Estima-se que a IRGC tenha entre 150 e 190 mil membros, incluindo uma força expedicionária de elite conhecida como Força Quds, que também foi designada como organização terrorista pelos Estados Unidos em 2007.
Impacto e Perspectivas
A designação da IRGC como organização terrorista pela União Europeia é vista por alguns analistas como, em grande parte, simbólica. Trita Parsi, vice-presidente executivo do Quincy Institute for Responsible Statecraft, argumenta que “essa medida terá muito pouco impacto”, pois a Europa já praticamente não tem relações comerciais com o Irã e não atuará como mediadora.

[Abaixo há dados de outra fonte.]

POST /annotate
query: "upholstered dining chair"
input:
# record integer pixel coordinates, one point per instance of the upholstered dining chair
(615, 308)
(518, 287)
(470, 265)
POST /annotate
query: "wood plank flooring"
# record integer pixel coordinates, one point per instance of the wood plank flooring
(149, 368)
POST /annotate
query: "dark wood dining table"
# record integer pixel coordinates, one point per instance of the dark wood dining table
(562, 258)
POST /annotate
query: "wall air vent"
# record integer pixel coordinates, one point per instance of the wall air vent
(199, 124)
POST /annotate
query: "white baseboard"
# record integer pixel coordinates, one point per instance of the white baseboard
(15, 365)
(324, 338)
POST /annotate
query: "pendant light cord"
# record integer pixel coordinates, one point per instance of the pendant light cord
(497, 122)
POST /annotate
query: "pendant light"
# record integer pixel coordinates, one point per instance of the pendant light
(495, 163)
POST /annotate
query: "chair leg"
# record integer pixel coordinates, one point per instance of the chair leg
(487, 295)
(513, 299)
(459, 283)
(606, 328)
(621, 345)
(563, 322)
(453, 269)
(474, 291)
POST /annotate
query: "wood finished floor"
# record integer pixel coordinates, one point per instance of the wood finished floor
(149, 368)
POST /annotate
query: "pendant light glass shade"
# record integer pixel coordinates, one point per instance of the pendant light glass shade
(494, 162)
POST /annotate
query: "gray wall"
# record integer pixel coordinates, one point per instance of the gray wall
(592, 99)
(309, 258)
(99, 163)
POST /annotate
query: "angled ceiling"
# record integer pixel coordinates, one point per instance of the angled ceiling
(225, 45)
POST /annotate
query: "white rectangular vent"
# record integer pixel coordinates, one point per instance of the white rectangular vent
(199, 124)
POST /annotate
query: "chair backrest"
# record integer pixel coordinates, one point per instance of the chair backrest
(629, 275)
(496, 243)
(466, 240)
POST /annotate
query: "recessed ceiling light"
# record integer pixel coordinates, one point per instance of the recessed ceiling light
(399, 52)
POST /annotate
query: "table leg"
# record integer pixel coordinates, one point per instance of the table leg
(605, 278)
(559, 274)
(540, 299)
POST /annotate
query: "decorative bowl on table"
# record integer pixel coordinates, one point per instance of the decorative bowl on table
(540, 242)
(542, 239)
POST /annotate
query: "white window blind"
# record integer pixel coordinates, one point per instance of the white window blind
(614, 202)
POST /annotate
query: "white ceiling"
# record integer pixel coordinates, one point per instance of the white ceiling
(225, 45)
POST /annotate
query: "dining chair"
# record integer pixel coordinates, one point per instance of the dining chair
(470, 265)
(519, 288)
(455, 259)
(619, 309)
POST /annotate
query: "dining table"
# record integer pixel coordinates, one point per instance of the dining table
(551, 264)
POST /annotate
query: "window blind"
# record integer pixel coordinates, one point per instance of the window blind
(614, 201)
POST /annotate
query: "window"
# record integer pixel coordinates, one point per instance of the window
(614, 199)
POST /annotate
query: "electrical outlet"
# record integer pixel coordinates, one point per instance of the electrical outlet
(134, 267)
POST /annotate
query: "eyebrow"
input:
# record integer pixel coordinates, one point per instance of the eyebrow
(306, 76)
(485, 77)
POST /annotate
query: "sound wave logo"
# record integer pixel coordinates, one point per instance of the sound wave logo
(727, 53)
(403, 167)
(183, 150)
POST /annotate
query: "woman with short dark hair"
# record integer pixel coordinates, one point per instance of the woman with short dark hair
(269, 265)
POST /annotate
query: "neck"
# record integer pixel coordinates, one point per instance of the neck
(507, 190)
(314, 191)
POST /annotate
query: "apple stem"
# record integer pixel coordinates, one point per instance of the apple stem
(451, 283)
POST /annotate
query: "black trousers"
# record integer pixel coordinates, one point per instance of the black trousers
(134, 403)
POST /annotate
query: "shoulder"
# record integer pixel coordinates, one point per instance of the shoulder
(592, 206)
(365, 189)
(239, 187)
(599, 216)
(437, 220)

No entanto, a designação pode ter um impacto simbólico significativo, reforçando a pressão internacional sobre o Irã e potencialmente influenciando a opinião pública.
Ameaças e Preparativos
A escalada das tensões regionais e os novos alertas de Washington intensificam o cenário de incerteza. Trump ameaçou atacar o Irã caso o país não assine o que ele chamou de acordo nuclear “justo”, enquanto o primeiro vice-presidente do Irã, Mohammad Reza Aref, afirmou que seu país deve “se preparar para um estado de guerra”, caso seja imposto.
O secretário de Defesa dos EUA, Pete Hegseth, enfatizou que os Estados Unidos estão preparados para entregar tudo o que o presidente Trump espera do Departamento de Defesa, caso a diplomacia falhe. O secretário-geral da ONU, António Guterres, pediu que as partes usem a diplomacia para reduzir as tensões e “evitar uma crise que poderia ter consequências devastadoras para a região”.